Flat Truths and Floral Patterns
Paul Ranson painted Picking Flowers because he was bored with the way art tried to lie to people. In 1890 the French art world was still obsessed with depth and perspective. Ranson and his circle of friends had other ideas. They called themselves the Nabis and they met in the studio of Ranson which they called The Temple. They were looking for a new way to see the world that did not involve pretending a flat canvas was a window.
This work is the sound of a hammer hitting a mirror. Ranson looked at Japanese woodblock prints and saw the future. He stripped away the traditional modeling that made bodies look heavy.

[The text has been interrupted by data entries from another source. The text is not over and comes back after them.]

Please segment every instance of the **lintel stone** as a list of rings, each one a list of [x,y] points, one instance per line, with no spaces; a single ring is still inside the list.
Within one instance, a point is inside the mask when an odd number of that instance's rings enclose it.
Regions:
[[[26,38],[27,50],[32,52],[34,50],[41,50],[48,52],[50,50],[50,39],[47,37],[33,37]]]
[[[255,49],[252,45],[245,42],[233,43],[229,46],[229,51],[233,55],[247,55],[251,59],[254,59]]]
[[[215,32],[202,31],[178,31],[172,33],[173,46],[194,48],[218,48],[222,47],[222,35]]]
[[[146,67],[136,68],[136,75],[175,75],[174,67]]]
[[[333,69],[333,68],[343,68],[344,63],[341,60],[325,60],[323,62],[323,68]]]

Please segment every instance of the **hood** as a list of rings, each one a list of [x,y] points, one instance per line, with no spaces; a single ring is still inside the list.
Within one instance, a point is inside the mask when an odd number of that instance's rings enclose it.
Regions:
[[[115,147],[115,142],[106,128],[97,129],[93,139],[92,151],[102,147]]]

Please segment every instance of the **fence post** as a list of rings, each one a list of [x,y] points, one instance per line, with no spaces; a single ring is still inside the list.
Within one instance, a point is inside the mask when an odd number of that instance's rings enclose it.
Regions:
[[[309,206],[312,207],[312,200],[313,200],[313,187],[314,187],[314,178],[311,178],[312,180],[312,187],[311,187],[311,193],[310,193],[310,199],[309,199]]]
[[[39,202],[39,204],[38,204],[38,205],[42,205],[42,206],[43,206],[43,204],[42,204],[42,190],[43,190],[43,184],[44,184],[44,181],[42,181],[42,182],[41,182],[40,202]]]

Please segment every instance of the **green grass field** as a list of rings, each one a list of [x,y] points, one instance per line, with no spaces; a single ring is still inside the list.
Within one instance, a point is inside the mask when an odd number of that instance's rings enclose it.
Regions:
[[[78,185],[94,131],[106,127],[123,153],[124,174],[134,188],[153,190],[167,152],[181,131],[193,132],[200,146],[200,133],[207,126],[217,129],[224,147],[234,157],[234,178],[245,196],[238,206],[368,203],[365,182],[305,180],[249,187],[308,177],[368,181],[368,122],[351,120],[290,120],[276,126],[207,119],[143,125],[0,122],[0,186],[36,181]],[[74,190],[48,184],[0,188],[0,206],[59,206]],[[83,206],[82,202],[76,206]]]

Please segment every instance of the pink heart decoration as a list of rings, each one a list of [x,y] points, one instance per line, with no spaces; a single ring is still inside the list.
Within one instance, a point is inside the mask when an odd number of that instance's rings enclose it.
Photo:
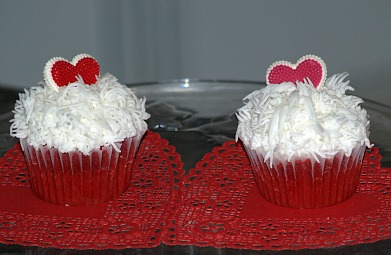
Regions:
[[[314,55],[300,58],[296,64],[288,61],[273,63],[266,72],[266,84],[281,84],[283,82],[304,82],[309,79],[315,88],[319,89],[326,80],[327,69],[324,61]]]
[[[43,76],[46,84],[58,91],[59,87],[76,82],[77,77],[81,77],[85,84],[94,84],[99,73],[99,63],[93,57],[79,54],[71,62],[61,57],[50,59],[45,65]]]

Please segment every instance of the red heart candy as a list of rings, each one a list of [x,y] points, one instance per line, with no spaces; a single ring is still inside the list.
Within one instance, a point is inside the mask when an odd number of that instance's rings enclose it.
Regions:
[[[45,65],[43,75],[46,84],[58,90],[58,87],[77,81],[78,76],[85,84],[94,84],[99,73],[99,63],[93,57],[79,54],[71,62],[60,57],[50,59]]]
[[[307,55],[300,58],[296,64],[288,61],[273,63],[266,72],[266,84],[296,83],[309,79],[315,88],[319,88],[325,82],[326,75],[324,61],[317,56]]]

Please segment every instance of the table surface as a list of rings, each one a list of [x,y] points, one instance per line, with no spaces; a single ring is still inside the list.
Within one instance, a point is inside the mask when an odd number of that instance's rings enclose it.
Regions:
[[[149,128],[159,132],[181,154],[188,171],[215,146],[234,138],[237,120],[235,111],[241,99],[262,82],[178,80],[130,85],[136,94],[147,98],[151,114]],[[0,87],[0,155],[10,149],[17,139],[9,135],[9,120],[18,91]],[[364,99],[365,100],[365,99]],[[370,139],[380,149],[383,167],[391,167],[391,106],[365,100],[371,120]],[[191,146],[189,146],[191,145]],[[197,150],[194,150],[197,148]],[[391,224],[391,223],[390,223]],[[77,254],[73,250],[22,247],[0,244],[0,254]],[[97,251],[94,254],[107,254]],[[195,246],[160,245],[152,249],[126,249],[110,254],[391,254],[391,239],[370,244],[299,251],[251,251],[200,248]]]

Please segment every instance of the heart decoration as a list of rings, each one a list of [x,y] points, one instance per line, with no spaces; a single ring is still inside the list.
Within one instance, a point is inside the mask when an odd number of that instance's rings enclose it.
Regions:
[[[296,64],[288,61],[273,63],[266,72],[266,84],[281,84],[283,82],[305,82],[309,79],[315,88],[319,89],[325,82],[327,69],[325,62],[314,55],[300,58]]]
[[[43,77],[48,86],[58,91],[59,87],[76,82],[78,77],[85,84],[94,84],[99,73],[98,61],[88,54],[79,54],[71,62],[61,57],[50,59],[45,65]]]

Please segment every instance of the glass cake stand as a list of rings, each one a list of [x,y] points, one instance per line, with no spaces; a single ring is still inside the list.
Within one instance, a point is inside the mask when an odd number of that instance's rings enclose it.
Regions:
[[[166,138],[181,155],[184,170],[195,166],[214,147],[235,137],[235,112],[242,99],[264,82],[227,80],[174,80],[130,84],[138,97],[147,98],[150,130]],[[0,89],[0,155],[17,140],[9,135],[18,92]],[[371,141],[379,148],[382,166],[391,167],[391,106],[364,99],[371,120]],[[196,149],[195,149],[196,148]],[[1,210],[1,208],[0,208]],[[0,222],[1,224],[1,222]],[[390,223],[391,224],[391,223]],[[390,228],[390,226],[388,226]],[[74,251],[0,244],[0,254],[76,254]],[[251,251],[196,246],[160,245],[151,249],[125,249],[110,254],[391,254],[391,239],[370,244],[298,251]],[[83,254],[82,252],[80,254]],[[106,254],[92,251],[88,254]]]

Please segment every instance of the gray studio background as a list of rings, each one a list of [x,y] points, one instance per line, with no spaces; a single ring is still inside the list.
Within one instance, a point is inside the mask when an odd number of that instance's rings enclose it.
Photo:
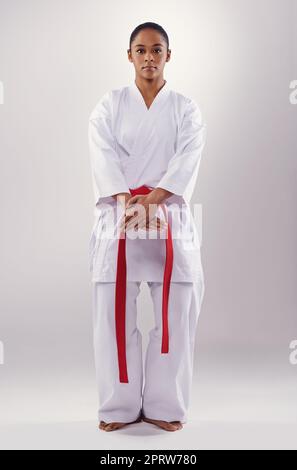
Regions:
[[[208,127],[192,199],[206,291],[184,430],[103,433],[87,125],[134,80],[126,49],[144,21],[168,32],[164,76]],[[296,0],[0,1],[1,447],[297,447],[296,21]],[[145,349],[146,283],[138,308]]]

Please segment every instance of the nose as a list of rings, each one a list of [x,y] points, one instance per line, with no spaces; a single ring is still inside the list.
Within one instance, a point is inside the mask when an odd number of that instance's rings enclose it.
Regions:
[[[151,60],[154,60],[153,58],[153,54],[151,52],[147,52],[146,55],[145,55],[145,61],[151,61]]]

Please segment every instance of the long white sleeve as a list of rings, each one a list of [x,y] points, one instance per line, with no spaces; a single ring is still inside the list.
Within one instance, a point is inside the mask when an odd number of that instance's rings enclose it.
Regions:
[[[194,187],[205,137],[206,125],[202,122],[199,107],[189,99],[178,131],[176,152],[157,187],[178,196],[185,196],[189,186]]]
[[[114,194],[129,193],[111,128],[110,93],[105,93],[89,118],[88,139],[95,201]]]

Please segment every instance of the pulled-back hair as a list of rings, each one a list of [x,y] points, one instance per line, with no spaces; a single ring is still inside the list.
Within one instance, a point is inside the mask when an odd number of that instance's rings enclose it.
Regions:
[[[130,41],[129,41],[129,48],[131,50],[131,44],[132,42],[134,41],[135,37],[137,36],[137,34],[139,33],[139,31],[142,31],[143,29],[154,29],[155,31],[158,31],[164,38],[165,42],[167,43],[167,49],[169,49],[169,38],[168,38],[168,34],[166,33],[165,29],[162,28],[162,26],[160,26],[159,24],[157,23],[153,23],[151,21],[147,21],[146,23],[142,23],[142,24],[139,24],[138,26],[136,26],[136,28],[132,31],[131,33],[131,36],[130,36]]]

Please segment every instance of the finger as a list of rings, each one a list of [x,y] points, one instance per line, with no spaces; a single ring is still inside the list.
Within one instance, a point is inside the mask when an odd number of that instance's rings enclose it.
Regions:
[[[126,229],[125,224],[121,224],[119,228],[120,228],[120,233],[125,232],[125,229]]]
[[[131,206],[126,209],[125,215],[126,217],[131,216],[131,215],[134,215],[135,212],[137,212],[136,209],[133,206]]]
[[[125,218],[122,218],[119,222],[120,231],[123,232],[125,230]]]
[[[162,227],[167,228],[168,227],[167,220],[161,220],[161,225],[162,225]]]
[[[132,196],[128,201],[127,207],[131,206],[131,204],[135,204],[140,197],[140,195]]]
[[[167,222],[161,221],[161,222],[160,222],[160,227],[161,227],[161,228],[167,228],[167,227],[168,227]]]
[[[156,219],[149,220],[148,225],[150,225],[151,227],[156,227],[157,226],[157,220]]]
[[[126,225],[126,230],[131,230],[131,229],[136,230],[137,227],[139,227],[139,226],[140,226],[140,224],[137,221],[130,222],[129,224]]]
[[[162,223],[163,222],[159,219],[159,217],[153,217],[148,221],[148,224],[152,224],[155,227],[160,226]]]
[[[147,225],[147,226],[145,227],[145,230],[146,230],[147,232],[155,232],[155,231],[157,230],[157,228],[154,227],[154,226],[152,226],[152,225]]]
[[[132,220],[133,218],[135,218],[136,216],[133,214],[133,215],[128,215],[125,217],[125,221],[124,223],[127,224],[130,220]]]
[[[121,219],[121,224],[122,225],[126,225],[128,222],[130,222],[130,220],[132,219],[136,219],[138,216],[138,214],[132,214],[132,215],[124,215]]]
[[[148,230],[158,230],[158,220],[156,218],[151,219],[147,223]]]
[[[136,224],[143,223],[143,219],[139,217],[133,217],[127,224],[126,230],[130,230],[132,227],[135,227]]]
[[[127,224],[127,222],[129,222],[129,220],[131,220],[132,217],[133,217],[133,215],[129,215],[128,217],[123,216],[123,217],[121,218],[121,220],[120,220],[120,223],[119,223],[120,227],[121,227],[121,228],[125,227],[125,225]]]
[[[128,222],[131,221],[132,223],[134,223],[133,221],[134,221],[134,220],[137,220],[137,217],[138,217],[137,215],[136,215],[136,216],[135,216],[135,215],[130,215],[130,216],[128,216],[128,217],[124,217],[124,219],[123,219],[123,221],[122,221],[122,225],[123,225],[124,227],[127,227]]]
[[[159,217],[157,217],[157,226],[159,228],[166,228],[167,227],[167,222],[165,220],[161,220]]]

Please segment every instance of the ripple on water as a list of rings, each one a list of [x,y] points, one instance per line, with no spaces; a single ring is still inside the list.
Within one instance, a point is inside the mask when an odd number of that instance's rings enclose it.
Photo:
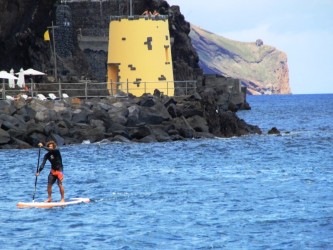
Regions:
[[[298,96],[252,98],[251,113],[241,115],[281,136],[63,147],[66,196],[88,204],[17,209],[32,200],[38,150],[0,151],[1,247],[333,249],[327,109],[311,106],[313,96],[303,106],[293,103]],[[324,107],[331,99],[322,98]],[[47,173],[38,178],[39,200]]]

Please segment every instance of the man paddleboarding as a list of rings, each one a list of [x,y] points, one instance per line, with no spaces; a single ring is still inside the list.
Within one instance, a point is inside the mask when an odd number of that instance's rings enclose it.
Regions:
[[[38,146],[44,148],[48,152],[44,155],[43,162],[39,166],[39,169],[36,172],[36,176],[39,176],[47,160],[51,163],[51,171],[49,173],[48,183],[47,183],[48,198],[45,202],[52,201],[52,186],[56,181],[59,186],[60,195],[61,195],[60,202],[65,202],[65,188],[62,185],[62,181],[64,179],[63,165],[62,165],[62,158],[60,151],[59,149],[57,149],[57,144],[54,141],[49,141],[46,143],[46,147],[43,146],[43,143],[38,143]]]

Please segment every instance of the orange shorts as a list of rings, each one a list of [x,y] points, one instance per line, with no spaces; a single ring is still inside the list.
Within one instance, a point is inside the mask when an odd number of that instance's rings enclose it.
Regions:
[[[55,181],[58,181],[58,184],[62,183],[64,179],[64,174],[61,171],[51,169],[49,174],[48,183],[53,185]]]

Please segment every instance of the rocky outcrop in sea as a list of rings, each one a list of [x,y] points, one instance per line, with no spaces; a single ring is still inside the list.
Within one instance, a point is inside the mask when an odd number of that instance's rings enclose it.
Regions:
[[[48,140],[61,146],[261,134],[235,112],[218,108],[217,101],[213,88],[186,98],[156,90],[141,97],[0,100],[0,149],[31,148]]]

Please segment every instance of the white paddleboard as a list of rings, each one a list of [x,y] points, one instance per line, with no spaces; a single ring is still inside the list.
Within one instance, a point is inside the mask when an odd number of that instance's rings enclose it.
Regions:
[[[89,198],[72,198],[69,201],[65,202],[19,202],[17,203],[18,208],[52,208],[52,207],[64,207],[68,205],[75,205],[79,203],[88,203],[90,202]]]

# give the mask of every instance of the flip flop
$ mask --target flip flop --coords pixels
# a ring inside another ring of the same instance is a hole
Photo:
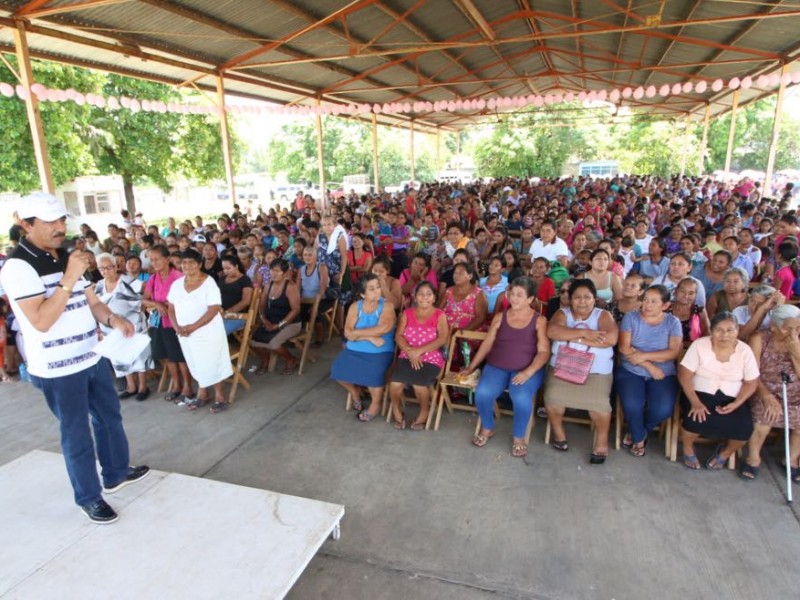
[[[728,459],[723,459],[719,453],[725,446],[723,444],[718,445],[714,449],[714,454],[708,457],[706,461],[706,469],[709,471],[721,471],[725,467],[725,463],[728,462]]]
[[[739,478],[744,479],[745,481],[754,481],[756,477],[758,477],[758,470],[761,467],[754,467],[753,465],[743,462],[742,466],[739,467]]]
[[[690,471],[699,471],[701,469],[700,461],[694,454],[683,455],[683,466]]]
[[[413,422],[413,423],[412,423],[412,424],[409,426],[409,429],[410,429],[411,431],[423,431],[423,430],[425,429],[425,422],[423,421],[422,423],[418,423],[417,421],[414,421],[414,422]]]
[[[378,415],[371,415],[367,409],[362,410],[360,413],[356,415],[356,419],[361,421],[362,423],[369,423],[373,419],[375,419]]]
[[[607,458],[608,458],[608,454],[596,454],[596,453],[592,452],[589,455],[589,464],[590,465],[602,465],[603,463],[606,462]]]
[[[566,452],[569,450],[569,444],[567,443],[567,440],[553,440],[550,442],[550,445],[559,452]]]
[[[170,392],[166,396],[164,396],[164,400],[166,400],[167,402],[175,402],[180,397],[181,397],[180,392]]]
[[[525,458],[528,456],[528,444],[515,443],[511,444],[511,456],[515,458]]]
[[[214,404],[209,407],[208,412],[212,414],[221,413],[224,410],[228,410],[229,406],[230,402],[214,402]]]
[[[494,436],[494,433],[491,433],[489,435],[480,435],[480,434],[474,435],[472,436],[472,445],[477,446],[478,448],[483,448],[489,441],[489,438],[491,438],[492,436]]]

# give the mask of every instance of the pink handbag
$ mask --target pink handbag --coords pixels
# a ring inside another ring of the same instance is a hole
[[[580,327],[583,325],[583,327]],[[579,324],[579,329],[586,328],[584,324]],[[556,354],[556,365],[553,367],[553,375],[563,381],[583,385],[589,379],[589,371],[592,370],[594,354],[588,350],[578,350],[569,345],[569,342],[561,346]]]

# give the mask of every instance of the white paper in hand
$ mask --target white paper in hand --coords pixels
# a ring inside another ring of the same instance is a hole
[[[144,333],[136,333],[132,337],[126,338],[119,329],[112,329],[111,333],[94,347],[94,351],[112,363],[129,365],[136,360],[136,357],[149,343],[150,336]]]

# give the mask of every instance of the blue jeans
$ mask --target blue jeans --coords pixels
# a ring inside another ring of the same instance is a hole
[[[225,325],[225,335],[230,335],[234,331],[244,329],[244,319],[223,319],[222,323]]]
[[[614,373],[614,384],[634,444],[644,441],[647,434],[672,416],[678,396],[675,375],[664,379],[640,377],[620,366]]]
[[[129,468],[128,438],[122,427],[111,365],[103,358],[96,365],[72,375],[52,379],[31,375],[31,381],[42,390],[47,406],[61,426],[61,450],[75,492],[75,503],[83,506],[99,500],[102,490],[97,477],[95,447],[106,486],[122,481]]]
[[[533,400],[544,381],[544,371],[539,369],[522,385],[514,385],[511,380],[519,371],[506,371],[484,364],[475,390],[475,405],[484,429],[494,429],[494,403],[503,391],[508,390],[514,404],[514,437],[524,438],[533,413]]]

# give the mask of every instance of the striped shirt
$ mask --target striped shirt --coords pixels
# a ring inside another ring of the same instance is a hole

There are no shadows here to help you find your way around the figures. Everything is flat and decorative. The patterns of the dresses and the flowers bleed into each other until the whole thing feels like a tapestry or a high-end wallpaper.
He was bridging a gap that most people did not even know existed yet. He was taking fine art and pushing it toward modern design. He understood that a painting could be beautiful just by existing as a series of shapes and colors on a surface. It did not need to be a lecture on anatomy. Ranson died in 1909 but this piece remains a witness to the moment when art stopped trying to be a photograph and started trying to be a vibe.
References
Frèches-Thory, Claire and Antoine Terrasse. The Nabis: Bonnard, Vuillard, and Their Circle. New York: Harry N. Abrams, 1991.
Kostenevich, Albert. French Art from the Middle of the Nineteenth to the Early Twentieth Century in the Hermitage Museum. Florence: Bonechi, 2008.